DNS tunnelling enables these cybercriminals to insert malware or pass stolen information into DNS queries, creating a covert communication channel that bypasses most firewalls. While there are quasi-legitimate uses of DNS tunnelling, many instances of tunnelling are malicious. There are also several off-the-shelf tunnelling toolkits readily available on the Internet, so hackers don’t always need technical sophistication to mount DNS tunnelling attacks. At the same time, DNS tunnelling is often part of very sophisticated attacks, including those sponsored or directly managed by nation states. For example, the recently uncovered Project Sauron—a particularly advanced threat that is considered likely to have been sponsored by a government—uses DNS tunnelling for data exfiltration.
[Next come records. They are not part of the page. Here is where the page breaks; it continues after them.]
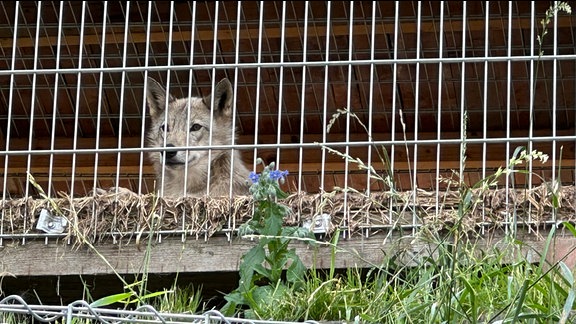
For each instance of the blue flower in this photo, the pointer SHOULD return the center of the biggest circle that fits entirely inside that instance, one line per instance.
(254, 177)
(277, 174)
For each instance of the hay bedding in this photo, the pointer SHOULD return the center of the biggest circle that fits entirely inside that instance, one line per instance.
(126, 213)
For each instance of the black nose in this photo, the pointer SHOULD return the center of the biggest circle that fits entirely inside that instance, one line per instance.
(170, 154)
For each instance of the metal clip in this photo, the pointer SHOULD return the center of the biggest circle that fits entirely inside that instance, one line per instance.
(319, 224)
(51, 224)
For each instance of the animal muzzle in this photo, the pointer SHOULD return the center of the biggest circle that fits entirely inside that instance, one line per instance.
(172, 158)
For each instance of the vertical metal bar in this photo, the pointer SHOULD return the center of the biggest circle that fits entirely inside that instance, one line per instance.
(463, 111)
(55, 101)
(325, 99)
(258, 79)
(348, 103)
(508, 109)
(78, 95)
(370, 108)
(531, 107)
(394, 99)
(210, 131)
(232, 220)
(32, 108)
(122, 90)
(99, 109)
(303, 99)
(485, 96)
(9, 119)
(554, 104)
(416, 113)
(439, 115)
(281, 82)
(143, 116)
(190, 80)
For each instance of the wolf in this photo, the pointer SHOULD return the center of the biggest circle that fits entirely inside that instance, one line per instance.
(185, 122)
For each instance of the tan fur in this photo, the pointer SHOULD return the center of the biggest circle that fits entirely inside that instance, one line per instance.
(183, 128)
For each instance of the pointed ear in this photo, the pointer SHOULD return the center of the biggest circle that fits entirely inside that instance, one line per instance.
(156, 97)
(222, 98)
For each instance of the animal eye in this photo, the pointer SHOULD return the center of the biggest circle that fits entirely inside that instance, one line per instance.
(195, 127)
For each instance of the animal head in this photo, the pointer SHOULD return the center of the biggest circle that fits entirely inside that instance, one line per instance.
(185, 122)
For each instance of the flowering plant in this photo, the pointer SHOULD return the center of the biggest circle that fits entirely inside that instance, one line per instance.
(262, 266)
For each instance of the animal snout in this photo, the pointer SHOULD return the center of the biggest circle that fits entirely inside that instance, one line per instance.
(170, 154)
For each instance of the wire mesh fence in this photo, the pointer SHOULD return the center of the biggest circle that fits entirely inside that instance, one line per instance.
(13, 309)
(353, 98)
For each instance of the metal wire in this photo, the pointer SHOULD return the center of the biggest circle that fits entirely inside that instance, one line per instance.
(16, 306)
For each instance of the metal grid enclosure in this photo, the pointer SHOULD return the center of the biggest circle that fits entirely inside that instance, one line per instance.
(419, 92)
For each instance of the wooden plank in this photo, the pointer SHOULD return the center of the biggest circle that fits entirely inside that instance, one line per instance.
(36, 258)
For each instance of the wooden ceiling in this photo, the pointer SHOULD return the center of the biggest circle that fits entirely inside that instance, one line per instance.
(72, 77)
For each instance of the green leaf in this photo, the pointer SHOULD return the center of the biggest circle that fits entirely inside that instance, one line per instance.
(253, 257)
(567, 309)
(156, 294)
(566, 273)
(570, 227)
(296, 271)
(108, 300)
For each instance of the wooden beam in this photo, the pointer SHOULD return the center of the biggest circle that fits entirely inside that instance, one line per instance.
(495, 24)
(38, 258)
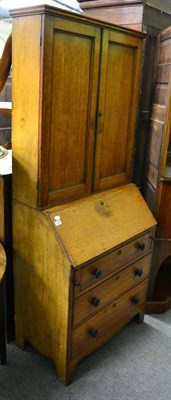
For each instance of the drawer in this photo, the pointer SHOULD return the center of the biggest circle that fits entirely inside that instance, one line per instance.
(96, 298)
(87, 336)
(120, 257)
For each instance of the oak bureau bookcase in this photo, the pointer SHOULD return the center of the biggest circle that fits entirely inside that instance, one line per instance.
(82, 233)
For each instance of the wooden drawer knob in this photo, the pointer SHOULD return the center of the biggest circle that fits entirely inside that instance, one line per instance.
(138, 272)
(135, 300)
(97, 273)
(93, 332)
(95, 302)
(76, 283)
(141, 246)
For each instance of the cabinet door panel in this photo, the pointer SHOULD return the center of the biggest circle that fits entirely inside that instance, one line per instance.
(120, 68)
(74, 58)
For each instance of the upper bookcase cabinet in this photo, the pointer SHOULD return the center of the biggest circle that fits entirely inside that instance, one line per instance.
(75, 98)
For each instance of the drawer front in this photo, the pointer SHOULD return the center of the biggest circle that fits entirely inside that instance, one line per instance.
(99, 269)
(108, 321)
(96, 298)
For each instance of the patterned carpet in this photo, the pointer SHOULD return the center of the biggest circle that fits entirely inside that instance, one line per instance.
(134, 365)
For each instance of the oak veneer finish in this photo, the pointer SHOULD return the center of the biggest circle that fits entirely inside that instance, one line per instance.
(73, 112)
(70, 139)
(52, 262)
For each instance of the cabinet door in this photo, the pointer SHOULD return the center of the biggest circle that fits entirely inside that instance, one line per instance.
(70, 69)
(119, 85)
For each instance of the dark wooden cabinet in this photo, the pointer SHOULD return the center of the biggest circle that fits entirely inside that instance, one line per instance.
(84, 77)
(6, 240)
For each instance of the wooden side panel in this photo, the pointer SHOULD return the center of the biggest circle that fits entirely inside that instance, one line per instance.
(160, 120)
(1, 209)
(41, 280)
(119, 83)
(164, 216)
(25, 110)
(69, 110)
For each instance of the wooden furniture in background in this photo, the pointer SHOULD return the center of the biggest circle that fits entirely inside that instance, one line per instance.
(157, 180)
(2, 306)
(6, 237)
(81, 268)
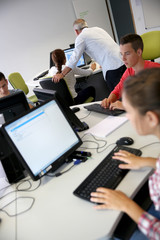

“In the physical world, burglars will go to the back door when you’ve reinforced and locked the front door. When you then secure the back door, they’ll climb in through a window,” said Rod Rasmussen, vice president of cybersecurity at Infoblox. “Cybersecurity is much the same. The widespread evidence of DNS tunnelling uncovered by the Infoblox Security Assessment Report for the second quarter of 2016 shows cybercriminals at all levels are fully aware of the opportunity. Organisations can’t be fully secure unless they have tools in place to discover and prevent DNS tunnelling.”
Among the specific security threats uncovered by Infoblox during the second quarter, ranked by percentage, are:
·Protocol anomalies – 48%
·DNS tunnelling – 40%
·Botnets – 35%
·Amplification and reflection traffic – 17%
·Distributed denial of service (DDoS) traffic – 14%
·Ransomware – 13%
“While these threats are serious, DNS can also be a powerful security enforcement point within the network,’ said Rasmussen. “When suspicious DNS activity is detected, network administrators and security teams can use this information to quickly identify and remediate infected devices—and can use DNS firewalling as well to prevent malware inside the network from communicating with command-and-control servers.”